Update! The Arizona Daily Star featured an article about our experiment!
KVOA also had a news spot.
I was offered the opportunity to help coordinate of two solidification experiments onboard the International Space Station as part of my masters research. (All photos courtesy NASA)
The experiments are a collaboration between American and European scientists (MICAST and CETSOL) and all experiments take place on the Materials Science Research Rack (MSRR) part of the Materials Science Lab (MSL)
The experiment itself consists of an aluminum alloy sample which is directionally solidified under carefully controlled conditions. The focus of the research has nothing to do with developing fantastic materials for space age applications, it fact it is quite the opposite. The alloy in study is an Aluminum 7% Silicon alloy, much more similar to the material you would find in your engine block than something on a space shuttle. Density driven flow arises in hundreds of engineering situations, but in solidification it is extremely important. Like in most materials, changes in temperature lead to changes in density. Changes in density of a liquid lead to flow in the liquid commonly called convection, a gravity driven phenomenon. In something simple like a pot of boiling water watching your maccaroni noodles swirl around, this is largely inconsequential, but in the solidification of metal, the movement of liquid carries heat and alloy components and can fundamentally change the solidification process. These currents play a large, and poorly understood, role in the introduction of defects and resulting material properties of the solidified metal. The absense of gravity that the ISS experiment allows us to develop metallic microstructures in the absense of this flow, better understand the forces and phenemenon at work, and ideally help improve materials processing right here on Earth.

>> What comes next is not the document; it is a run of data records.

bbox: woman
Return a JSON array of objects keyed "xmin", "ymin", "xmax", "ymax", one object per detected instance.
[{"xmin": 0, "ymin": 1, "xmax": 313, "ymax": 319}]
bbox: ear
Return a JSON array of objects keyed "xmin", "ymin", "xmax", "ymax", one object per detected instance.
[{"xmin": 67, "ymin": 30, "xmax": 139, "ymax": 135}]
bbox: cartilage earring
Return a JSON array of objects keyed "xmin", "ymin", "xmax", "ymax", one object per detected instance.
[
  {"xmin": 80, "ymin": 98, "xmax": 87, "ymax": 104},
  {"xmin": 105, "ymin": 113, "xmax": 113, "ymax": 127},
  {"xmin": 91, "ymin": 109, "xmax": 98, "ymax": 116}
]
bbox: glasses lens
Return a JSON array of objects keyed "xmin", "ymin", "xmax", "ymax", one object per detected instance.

Coming back to the experiment, the sample itself is about the size of a drinking straw (9x255mm), and is encased in a alumina and tantalum casing collectively referred to as the sample cartridge assembly (SCA).
This assembly is housed in a vacuum sealed stainless steel housing called the sample protection container (SPC),or as the astronauts call them "Toilet Plungers."
About a day before the sample is processed, it is removed from its container.
Then it is mounted in the low gradient furnace (LGF).
The cartridge is screwed into place, and the entire assembly is closed up. The furnace chamber is the evacuated and held at a high vacuum for the majority of the day to insure that the sample and chamber are completely degassed and as a "leak check."
The next part is the segment that I spent roughly the last 1.5 years of my life planning, modeling, and generally stressing out about. Progressive furnace heaters are slowly turned up to specified temperatures, and the sample is slowly inserted into the hot-zone of the furnace. After the sample reached the deepest part of the furnace, it was held for some time while the PID controllers equilibrate the temperatures. After that time passed, the sample was slowly withdrawn for a fraction of its length at a low speed (fractions of a millimeter per second) and near the middle the rate was increased dramatically and the remainder was extracted until solidification was completed.
Conceptually, this is pretty simple: heat, melt, solidify, and cool right? There are a lot of finer details that I will spare you, but basically the objectives of our research were somewhat at odds with the design of the furnace, so I spent quite a bit of time staring at a glowing rectangle using modeling and simulation to give us the answers we needed regarding the physics of the experiment.
All in all, things went without a hitch or even a hiccup! Our first sample began and successfully completed on Tuesday February 2nd, just before 9 in the evening. I want to thank my PI's Dr. Erdmann and Dr. Poirier, the folks at NASA Frank Szofran, and the MSRR/MSL controllers John, Patrick, and Dave who made this all possible!